At the end of his remarks, he told the audience unequivocally that “Bitcoin will go to $40,000 this year.” (And some attendees in the room actually bought Bitcoin based solely on this statement…)
Certainly there’s some data to support the assertion. Various cryptofinance companies are working on ways to open up more investment in the sector to large banks and institutions.
Right now, crypto is dominated by small investors. If you want to by $1,000, or even $1 million, worth of crypto, you can.
But if you’re a large fund with $50 billion under management, and you want to buy hundreds of millions of dollars worth of cryptocurrency, it’s REALLY difficult.
The infrastructure doesn’t exist. Not yet. But they’re working on it.
The banks and funds themselves are designing their own platforms to trade crypto, and even NASDAQ is getting in on the game.
Once they succeed, there could be a flood of institutional capital into cryptocurrency. Bitcoin could certainly benefit. Or perhaps it won’t.
Remember the old quote from F. Scott Fitzgerald: “The test of a first-rate intelligence is the ability to hold two opposed ideas in the mind at the same time, and still retain the ability to function.”
Bottom line– you have to be able to understand both sides.
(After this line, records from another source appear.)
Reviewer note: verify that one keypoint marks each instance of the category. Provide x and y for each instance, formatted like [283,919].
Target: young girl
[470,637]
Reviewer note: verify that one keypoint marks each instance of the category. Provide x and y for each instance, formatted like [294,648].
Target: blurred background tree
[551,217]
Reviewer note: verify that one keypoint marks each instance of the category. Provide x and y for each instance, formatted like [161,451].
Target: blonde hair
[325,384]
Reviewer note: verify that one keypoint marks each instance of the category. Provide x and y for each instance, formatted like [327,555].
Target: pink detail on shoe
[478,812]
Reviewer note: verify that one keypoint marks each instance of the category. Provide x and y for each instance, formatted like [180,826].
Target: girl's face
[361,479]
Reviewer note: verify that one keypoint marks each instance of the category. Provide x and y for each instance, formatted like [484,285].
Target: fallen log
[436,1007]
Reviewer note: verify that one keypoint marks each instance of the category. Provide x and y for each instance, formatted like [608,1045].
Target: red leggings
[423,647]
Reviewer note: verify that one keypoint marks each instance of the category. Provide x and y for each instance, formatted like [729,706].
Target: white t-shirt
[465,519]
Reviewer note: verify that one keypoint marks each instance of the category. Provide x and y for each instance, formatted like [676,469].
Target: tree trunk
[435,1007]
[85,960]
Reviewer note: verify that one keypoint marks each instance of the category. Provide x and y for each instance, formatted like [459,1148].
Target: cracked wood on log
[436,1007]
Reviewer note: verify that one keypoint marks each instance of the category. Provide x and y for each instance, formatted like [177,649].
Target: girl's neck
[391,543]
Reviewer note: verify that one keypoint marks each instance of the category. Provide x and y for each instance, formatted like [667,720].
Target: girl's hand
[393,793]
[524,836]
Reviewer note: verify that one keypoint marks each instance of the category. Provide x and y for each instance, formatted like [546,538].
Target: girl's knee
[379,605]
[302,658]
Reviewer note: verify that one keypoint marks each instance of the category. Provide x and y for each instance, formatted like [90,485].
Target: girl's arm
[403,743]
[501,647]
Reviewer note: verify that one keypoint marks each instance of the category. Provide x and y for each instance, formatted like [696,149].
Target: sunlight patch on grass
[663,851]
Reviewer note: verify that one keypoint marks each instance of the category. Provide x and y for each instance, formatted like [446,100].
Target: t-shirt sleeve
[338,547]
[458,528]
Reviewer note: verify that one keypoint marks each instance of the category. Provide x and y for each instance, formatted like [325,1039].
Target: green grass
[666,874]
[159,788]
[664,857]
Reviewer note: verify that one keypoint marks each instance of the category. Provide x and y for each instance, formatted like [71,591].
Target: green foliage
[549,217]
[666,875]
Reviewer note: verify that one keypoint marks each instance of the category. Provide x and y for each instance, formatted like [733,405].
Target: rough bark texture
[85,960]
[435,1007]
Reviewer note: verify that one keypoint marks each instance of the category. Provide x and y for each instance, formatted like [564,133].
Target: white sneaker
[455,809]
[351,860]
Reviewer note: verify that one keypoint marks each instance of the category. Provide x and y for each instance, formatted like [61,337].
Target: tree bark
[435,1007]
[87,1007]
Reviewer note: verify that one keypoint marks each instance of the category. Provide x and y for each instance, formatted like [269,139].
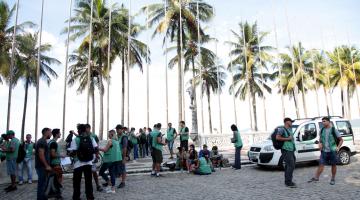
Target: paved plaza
[251,182]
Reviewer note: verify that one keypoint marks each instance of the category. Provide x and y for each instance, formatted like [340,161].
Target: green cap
[10,132]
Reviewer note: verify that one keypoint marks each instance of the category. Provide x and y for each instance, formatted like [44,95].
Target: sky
[310,21]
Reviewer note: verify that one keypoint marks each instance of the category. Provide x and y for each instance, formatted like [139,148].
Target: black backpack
[337,141]
[85,151]
[276,143]
[21,153]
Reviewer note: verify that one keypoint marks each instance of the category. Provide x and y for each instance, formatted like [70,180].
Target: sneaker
[291,185]
[332,182]
[121,185]
[313,180]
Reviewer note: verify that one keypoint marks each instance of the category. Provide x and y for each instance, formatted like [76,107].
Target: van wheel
[344,157]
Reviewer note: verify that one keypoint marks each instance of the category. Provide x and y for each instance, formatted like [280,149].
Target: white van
[307,133]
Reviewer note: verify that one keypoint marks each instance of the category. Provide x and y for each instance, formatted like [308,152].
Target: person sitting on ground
[181,158]
[216,157]
[204,151]
[203,166]
[191,157]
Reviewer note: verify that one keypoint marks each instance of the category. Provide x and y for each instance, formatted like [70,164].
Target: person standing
[123,142]
[42,164]
[83,148]
[238,145]
[29,148]
[112,155]
[184,136]
[286,135]
[96,160]
[55,155]
[157,145]
[11,151]
[170,138]
[329,147]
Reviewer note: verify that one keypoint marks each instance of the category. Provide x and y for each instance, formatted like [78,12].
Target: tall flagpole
[166,70]
[128,66]
[354,72]
[262,79]
[218,78]
[278,65]
[89,65]
[12,68]
[38,73]
[292,63]
[66,66]
[147,70]
[108,71]
[247,75]
[200,66]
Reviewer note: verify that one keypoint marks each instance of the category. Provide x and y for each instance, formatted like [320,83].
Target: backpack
[276,143]
[85,151]
[21,153]
[337,141]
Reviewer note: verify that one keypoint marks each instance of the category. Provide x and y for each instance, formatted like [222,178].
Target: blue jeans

There are ALWAYS risks.
Specific to Bitcoin, for example, a truly honest assessment of the core software may lead to the conclusion that it’s technologically inferior to newer tokens and coins.
It’s also possible that large investors may bypass Bitcoin altogether and buy newer generation tokens.
No one has a crystal ball, especially in crypto. And it’s inappropriate to make blanket assertions that the price will reach X by date Y.
Understand the obvious big picture trend. But also understand the risks. Then, based on the balance of the two, and a long-term view, make a RATIONAL decision to invest.